Your reaction is a typical one, and one that I remember encountering repeatedly: "why do these transactions cost anything at all?" The truth is, there are significant costs that underlie a family remittance transaction. At least half of transaction fees, and often 80%, are claimed by the retail agents that capture or pay out the remittance. There, you have all of the costs associated with retail, combined with the costs of handling large amounts of cash. On the capture side, many banks will charge retail locations a percentage fee for processing the cash they deposit, and if armored car services are used, they will also change fees for handling. On the payment side, logistical challenges may be even greater, given local conditions.

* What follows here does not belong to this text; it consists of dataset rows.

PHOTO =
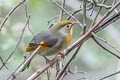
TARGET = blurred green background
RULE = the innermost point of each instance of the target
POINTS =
(92, 59)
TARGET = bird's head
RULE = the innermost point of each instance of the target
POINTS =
(64, 27)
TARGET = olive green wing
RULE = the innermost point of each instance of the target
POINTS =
(45, 36)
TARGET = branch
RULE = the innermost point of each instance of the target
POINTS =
(17, 43)
(42, 69)
(24, 64)
(110, 75)
(67, 13)
(10, 13)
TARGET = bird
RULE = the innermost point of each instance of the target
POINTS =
(53, 40)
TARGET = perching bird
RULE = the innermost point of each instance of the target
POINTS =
(53, 40)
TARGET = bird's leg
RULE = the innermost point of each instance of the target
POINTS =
(28, 64)
(47, 60)
(62, 55)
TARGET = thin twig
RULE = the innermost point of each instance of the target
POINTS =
(113, 74)
(17, 43)
(67, 64)
(23, 65)
(67, 13)
(42, 69)
(93, 37)
(10, 13)
(3, 62)
(80, 40)
(70, 12)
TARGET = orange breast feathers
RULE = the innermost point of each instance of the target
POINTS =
(34, 46)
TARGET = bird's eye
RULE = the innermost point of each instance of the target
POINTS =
(68, 26)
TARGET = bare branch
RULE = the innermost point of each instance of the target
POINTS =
(3, 62)
(17, 44)
(67, 13)
(42, 69)
(10, 13)
(113, 74)
(93, 37)
(24, 64)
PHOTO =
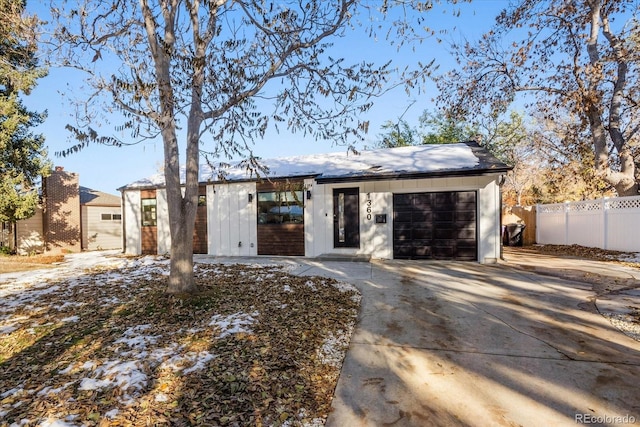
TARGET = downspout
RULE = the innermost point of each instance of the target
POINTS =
(124, 227)
(501, 180)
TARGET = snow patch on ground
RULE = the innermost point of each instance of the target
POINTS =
(234, 323)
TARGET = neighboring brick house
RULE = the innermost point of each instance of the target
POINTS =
(70, 219)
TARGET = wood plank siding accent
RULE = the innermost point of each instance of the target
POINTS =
(149, 232)
(280, 239)
(200, 242)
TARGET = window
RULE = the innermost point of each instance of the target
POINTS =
(280, 207)
(111, 217)
(149, 212)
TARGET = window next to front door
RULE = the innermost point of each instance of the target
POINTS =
(346, 217)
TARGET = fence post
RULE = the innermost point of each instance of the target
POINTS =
(605, 223)
(566, 223)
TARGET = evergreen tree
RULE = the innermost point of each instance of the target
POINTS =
(22, 154)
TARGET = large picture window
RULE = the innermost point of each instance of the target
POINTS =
(149, 212)
(280, 207)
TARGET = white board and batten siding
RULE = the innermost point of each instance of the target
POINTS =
(232, 218)
(376, 197)
(610, 223)
(101, 227)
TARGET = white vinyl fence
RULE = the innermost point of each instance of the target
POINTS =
(609, 223)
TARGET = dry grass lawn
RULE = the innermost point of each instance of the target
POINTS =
(257, 346)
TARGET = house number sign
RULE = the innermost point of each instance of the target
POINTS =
(369, 204)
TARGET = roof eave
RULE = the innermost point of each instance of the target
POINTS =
(413, 175)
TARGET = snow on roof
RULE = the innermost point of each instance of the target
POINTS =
(374, 164)
(92, 197)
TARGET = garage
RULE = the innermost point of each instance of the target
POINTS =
(436, 225)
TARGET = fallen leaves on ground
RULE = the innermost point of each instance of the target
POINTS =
(13, 263)
(255, 346)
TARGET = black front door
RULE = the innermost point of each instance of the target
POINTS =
(346, 218)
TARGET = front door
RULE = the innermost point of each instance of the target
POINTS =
(346, 218)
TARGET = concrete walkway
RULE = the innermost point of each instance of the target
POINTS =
(445, 343)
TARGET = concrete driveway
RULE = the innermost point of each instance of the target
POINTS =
(445, 343)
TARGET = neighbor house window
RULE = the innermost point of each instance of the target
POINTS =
(111, 217)
(280, 207)
(149, 212)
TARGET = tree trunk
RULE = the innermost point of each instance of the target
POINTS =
(181, 280)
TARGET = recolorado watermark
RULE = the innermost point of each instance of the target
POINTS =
(604, 419)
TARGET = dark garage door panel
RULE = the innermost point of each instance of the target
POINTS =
(440, 225)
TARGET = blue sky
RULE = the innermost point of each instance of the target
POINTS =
(107, 168)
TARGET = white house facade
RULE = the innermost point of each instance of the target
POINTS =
(425, 202)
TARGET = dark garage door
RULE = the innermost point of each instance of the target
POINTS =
(439, 225)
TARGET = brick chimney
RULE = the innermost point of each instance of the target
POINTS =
(61, 194)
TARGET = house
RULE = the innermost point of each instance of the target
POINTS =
(70, 218)
(101, 220)
(419, 202)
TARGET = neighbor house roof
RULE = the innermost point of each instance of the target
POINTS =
(91, 197)
(422, 161)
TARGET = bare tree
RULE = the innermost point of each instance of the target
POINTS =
(575, 57)
(224, 70)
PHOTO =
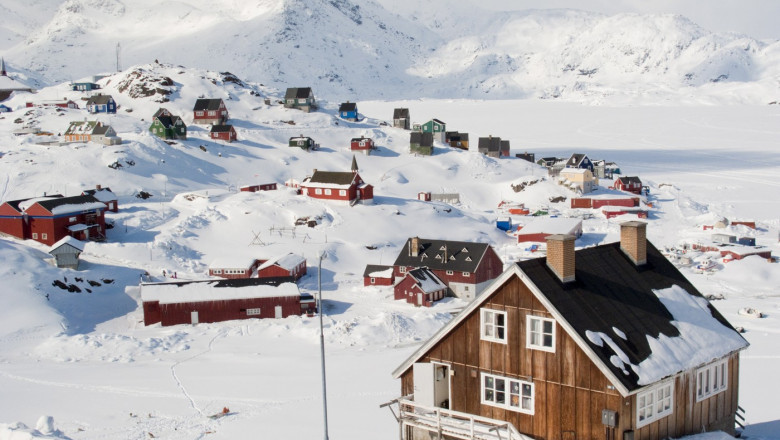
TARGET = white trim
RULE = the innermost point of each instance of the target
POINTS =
(529, 334)
(491, 328)
(654, 403)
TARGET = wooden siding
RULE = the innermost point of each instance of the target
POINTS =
(570, 390)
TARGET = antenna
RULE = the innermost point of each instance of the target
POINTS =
(118, 58)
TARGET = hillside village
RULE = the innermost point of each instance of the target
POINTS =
(196, 184)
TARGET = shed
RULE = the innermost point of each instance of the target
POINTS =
(66, 252)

The amount of money that remains goes to pay for secure and highly-available computer systems, AML compliance processes (which require a significant amount of human involvement), other regulatory compliance costs (security, bonding, record-keeping, reporting, examination fees and assessments), fraud coverage, customer service costs (a call center must be maintained), marketing, and general corporate overhead. Really, what you would imagine it would take to run a remittance network if you thought about it.
If you compare remittance fees as a percentage of a typical US-Mexico transaction ($5 to send $350), they are comparable to other retail payment transactions that involve similar levels of risk and require similar infrastructure. However, volumes are much, much lower than ATM or credit card transactions, so economies of scale yield a much lower benefit, which also adds to the cost.
If the cost of the transfer actually was determined in a competitive environment I'm sure it would be considerably lower. Unfortunately on such fees it's not in the banking industries interest to act competitively with one another.
I didn't say that. Intelligent actors tend to avoid any real competition. The price is what enough clients are willing to pay to make the whole scheme profitable. There doesn't need to be any fairness for this to happen.
This is monopolistic, anti-competitive and wrong, and the less wealthy sections of the population suffer the most (as per usual).